By CPCTC (Corresponding Parts of Congruent Triangles are equal), we get:
&&AD = CD&& … (Equation 1)
Similarly, we can compare &&\triangle COD&& and &&\triangle COB&&:
- &&CO = CO&& (Common side)
- &&\angle COD = \angle COB&& (Each &&90^\circ&&)
- &&OD = OB&& (Given, diagonals bisect each other)
By the SAS congruence rule, &&\triangle COD \cong \triangle COB&&.
By CPCTC, we get:
&&CD = CB&& … (Equation 2)
Similarly, comparing &&\triangle COB&& and &&\triangle AOB&&, we can prove that &&CB = AB&&. … (Equation 3)
Conclusion:
From equations (1), (2), and (3), we have:
&&AD = CD = CB = AB&&
Since all four sides of the quadrilateral ABCD are equal, it is a rhombus by definition.
Hence, if the diagonals of a quadrilateral bisect each other at right angles, it is a rhombus.
Key Property of a Rhombus ✅
This proof establishes a key property that defines a rhombus: Its diagonals are perpendicular bisectors of each other. This is a two-way property:
- If a quadrilateral is a rhombus, its diagonals must be perpendicular bisectors.
- If a quadrilateral’s diagonals are perpendicular bisectors, it must be a rhombus (which is what we proved here).

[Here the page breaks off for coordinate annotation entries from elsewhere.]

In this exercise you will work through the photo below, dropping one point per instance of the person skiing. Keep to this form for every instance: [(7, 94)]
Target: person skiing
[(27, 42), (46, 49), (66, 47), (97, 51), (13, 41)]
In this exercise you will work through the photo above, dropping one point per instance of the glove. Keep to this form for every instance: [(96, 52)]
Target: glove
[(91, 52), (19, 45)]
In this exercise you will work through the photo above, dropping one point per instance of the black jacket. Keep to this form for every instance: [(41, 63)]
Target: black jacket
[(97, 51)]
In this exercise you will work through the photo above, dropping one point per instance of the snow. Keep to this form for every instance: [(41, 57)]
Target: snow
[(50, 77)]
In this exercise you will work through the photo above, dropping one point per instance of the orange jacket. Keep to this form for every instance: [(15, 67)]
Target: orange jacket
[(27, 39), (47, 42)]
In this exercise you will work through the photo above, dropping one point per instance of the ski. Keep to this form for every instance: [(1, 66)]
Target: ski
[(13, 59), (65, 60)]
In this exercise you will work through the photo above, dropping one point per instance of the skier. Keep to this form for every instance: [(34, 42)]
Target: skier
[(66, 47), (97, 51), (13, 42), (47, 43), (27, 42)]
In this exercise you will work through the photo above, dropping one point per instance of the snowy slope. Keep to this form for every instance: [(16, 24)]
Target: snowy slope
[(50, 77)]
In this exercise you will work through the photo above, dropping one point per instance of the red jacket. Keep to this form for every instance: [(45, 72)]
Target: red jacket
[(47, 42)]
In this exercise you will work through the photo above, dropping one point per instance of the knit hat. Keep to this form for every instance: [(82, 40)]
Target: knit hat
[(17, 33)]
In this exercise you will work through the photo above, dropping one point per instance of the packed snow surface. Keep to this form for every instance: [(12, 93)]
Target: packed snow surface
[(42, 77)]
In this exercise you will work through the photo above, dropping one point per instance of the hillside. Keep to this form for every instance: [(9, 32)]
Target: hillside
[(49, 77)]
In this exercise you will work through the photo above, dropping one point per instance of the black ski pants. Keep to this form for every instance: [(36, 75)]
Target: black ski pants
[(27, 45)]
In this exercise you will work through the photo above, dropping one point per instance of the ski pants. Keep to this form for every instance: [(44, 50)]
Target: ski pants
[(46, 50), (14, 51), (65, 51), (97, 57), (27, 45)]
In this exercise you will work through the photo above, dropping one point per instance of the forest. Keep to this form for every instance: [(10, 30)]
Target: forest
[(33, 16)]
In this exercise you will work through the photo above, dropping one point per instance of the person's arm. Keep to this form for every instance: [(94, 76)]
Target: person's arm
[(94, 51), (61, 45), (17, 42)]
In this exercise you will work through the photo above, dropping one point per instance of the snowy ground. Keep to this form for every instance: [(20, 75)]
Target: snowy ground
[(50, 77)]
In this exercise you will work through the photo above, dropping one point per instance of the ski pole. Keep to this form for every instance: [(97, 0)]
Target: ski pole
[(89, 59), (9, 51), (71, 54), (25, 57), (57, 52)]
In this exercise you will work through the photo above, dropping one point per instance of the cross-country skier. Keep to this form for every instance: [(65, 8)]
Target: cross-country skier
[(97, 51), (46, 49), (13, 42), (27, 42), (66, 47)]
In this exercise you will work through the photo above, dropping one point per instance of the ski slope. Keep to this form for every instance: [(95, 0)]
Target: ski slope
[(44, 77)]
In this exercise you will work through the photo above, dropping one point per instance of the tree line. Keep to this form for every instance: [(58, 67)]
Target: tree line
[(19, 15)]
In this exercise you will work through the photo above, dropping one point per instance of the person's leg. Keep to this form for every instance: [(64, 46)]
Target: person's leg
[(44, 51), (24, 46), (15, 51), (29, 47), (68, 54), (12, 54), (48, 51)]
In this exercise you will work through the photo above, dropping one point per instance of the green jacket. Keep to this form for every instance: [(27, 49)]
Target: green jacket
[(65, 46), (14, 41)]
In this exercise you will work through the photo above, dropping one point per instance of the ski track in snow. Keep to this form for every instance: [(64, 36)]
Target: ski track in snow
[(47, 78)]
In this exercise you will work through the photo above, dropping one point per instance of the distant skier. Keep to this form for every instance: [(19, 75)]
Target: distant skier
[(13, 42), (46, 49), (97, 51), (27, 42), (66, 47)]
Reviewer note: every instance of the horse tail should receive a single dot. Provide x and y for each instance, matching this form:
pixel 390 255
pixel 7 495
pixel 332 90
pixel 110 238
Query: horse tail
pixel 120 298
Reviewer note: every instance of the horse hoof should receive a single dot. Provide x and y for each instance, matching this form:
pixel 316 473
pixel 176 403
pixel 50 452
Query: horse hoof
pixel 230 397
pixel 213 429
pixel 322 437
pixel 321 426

FAQ (Frequently Asked Questions)
Q: What is the definition of a rhombus?
A: A rhombus is a quadrilateral in which all four sides are of equal length. Its diagonals also have the special property of being perpendicular bisectors of each other.

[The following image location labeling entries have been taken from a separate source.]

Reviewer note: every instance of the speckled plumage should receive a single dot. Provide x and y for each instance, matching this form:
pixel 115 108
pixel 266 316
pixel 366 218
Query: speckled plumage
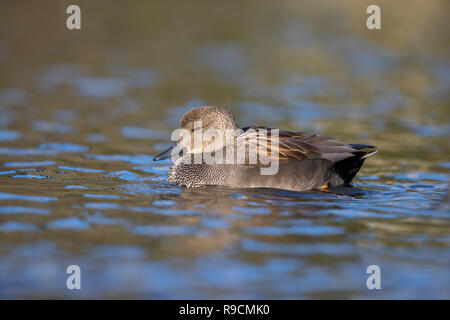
pixel 307 161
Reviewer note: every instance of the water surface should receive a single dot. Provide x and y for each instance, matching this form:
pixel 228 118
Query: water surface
pixel 83 112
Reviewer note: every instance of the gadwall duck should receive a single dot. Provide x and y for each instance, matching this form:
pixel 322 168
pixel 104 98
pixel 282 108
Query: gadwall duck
pixel 303 161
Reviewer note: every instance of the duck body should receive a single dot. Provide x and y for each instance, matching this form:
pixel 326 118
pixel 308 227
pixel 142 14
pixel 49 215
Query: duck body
pixel 304 161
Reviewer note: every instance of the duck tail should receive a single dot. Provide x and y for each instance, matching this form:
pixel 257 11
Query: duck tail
pixel 345 170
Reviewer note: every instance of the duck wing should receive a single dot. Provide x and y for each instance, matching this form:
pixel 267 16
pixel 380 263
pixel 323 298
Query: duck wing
pixel 290 145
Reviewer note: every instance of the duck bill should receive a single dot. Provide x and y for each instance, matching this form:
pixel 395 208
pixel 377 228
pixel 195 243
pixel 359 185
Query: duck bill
pixel 166 153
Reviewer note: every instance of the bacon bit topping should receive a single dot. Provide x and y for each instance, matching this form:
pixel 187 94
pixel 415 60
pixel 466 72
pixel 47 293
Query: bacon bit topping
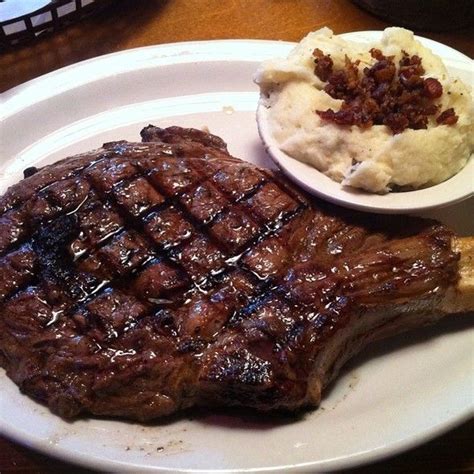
pixel 381 95
pixel 448 117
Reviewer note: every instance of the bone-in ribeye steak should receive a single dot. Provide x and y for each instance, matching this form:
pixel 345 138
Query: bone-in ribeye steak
pixel 143 278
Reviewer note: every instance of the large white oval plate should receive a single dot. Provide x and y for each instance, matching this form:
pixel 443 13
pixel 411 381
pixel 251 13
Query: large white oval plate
pixel 451 191
pixel 398 394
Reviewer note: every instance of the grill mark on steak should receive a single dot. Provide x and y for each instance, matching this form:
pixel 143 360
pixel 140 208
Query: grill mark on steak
pixel 154 276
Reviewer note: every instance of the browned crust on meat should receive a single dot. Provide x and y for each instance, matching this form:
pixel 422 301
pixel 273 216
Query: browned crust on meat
pixel 143 278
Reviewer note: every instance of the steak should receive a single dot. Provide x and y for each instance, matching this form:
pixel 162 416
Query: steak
pixel 144 278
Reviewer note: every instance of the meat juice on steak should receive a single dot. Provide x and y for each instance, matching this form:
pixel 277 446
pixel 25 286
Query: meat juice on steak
pixel 144 278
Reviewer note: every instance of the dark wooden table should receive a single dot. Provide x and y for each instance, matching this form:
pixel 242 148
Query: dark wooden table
pixel 134 23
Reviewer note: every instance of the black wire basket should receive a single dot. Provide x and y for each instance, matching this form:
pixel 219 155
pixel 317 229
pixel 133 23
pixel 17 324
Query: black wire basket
pixel 51 17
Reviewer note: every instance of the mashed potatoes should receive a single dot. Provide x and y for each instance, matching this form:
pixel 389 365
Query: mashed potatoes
pixel 371 158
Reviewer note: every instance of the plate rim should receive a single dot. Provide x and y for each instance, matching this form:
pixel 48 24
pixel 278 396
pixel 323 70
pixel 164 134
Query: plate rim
pixel 347 461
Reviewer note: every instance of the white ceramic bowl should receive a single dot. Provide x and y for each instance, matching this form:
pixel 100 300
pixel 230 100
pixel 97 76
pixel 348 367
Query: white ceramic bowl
pixel 451 191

Q: What is the SAS congruence rule?
A: The SAS (Side-Angle-Side) congruence rule states that if two sides and the included angle (the angle between those two sides) of one triangle are equal to the corresponding two sides and included angle of another triangle, then the two triangles are congruent.
Q: How do we know that all angles at the intersection point O are 90°?
A: The problem states that the diagonals bisect each other ‘at right angles’. This means they are perpendicular. If one angle at the intersection is &&90^\circ&&, the vertically opposite angle is also &&90^\circ&&, and the angles on a straight line (linear pair) must also sum to &&180^\circ&&, making all four angles at the intersection &&90^\circ&&.
Q: Is a square a rhombus?
A: Yes, a square is a special type of rhombus. A rhombus has all four sides equal. A square has all four sides equal and all four angles equal to &&90^\circ&&. So, every square is a rhombus, but not every rhombus is a square.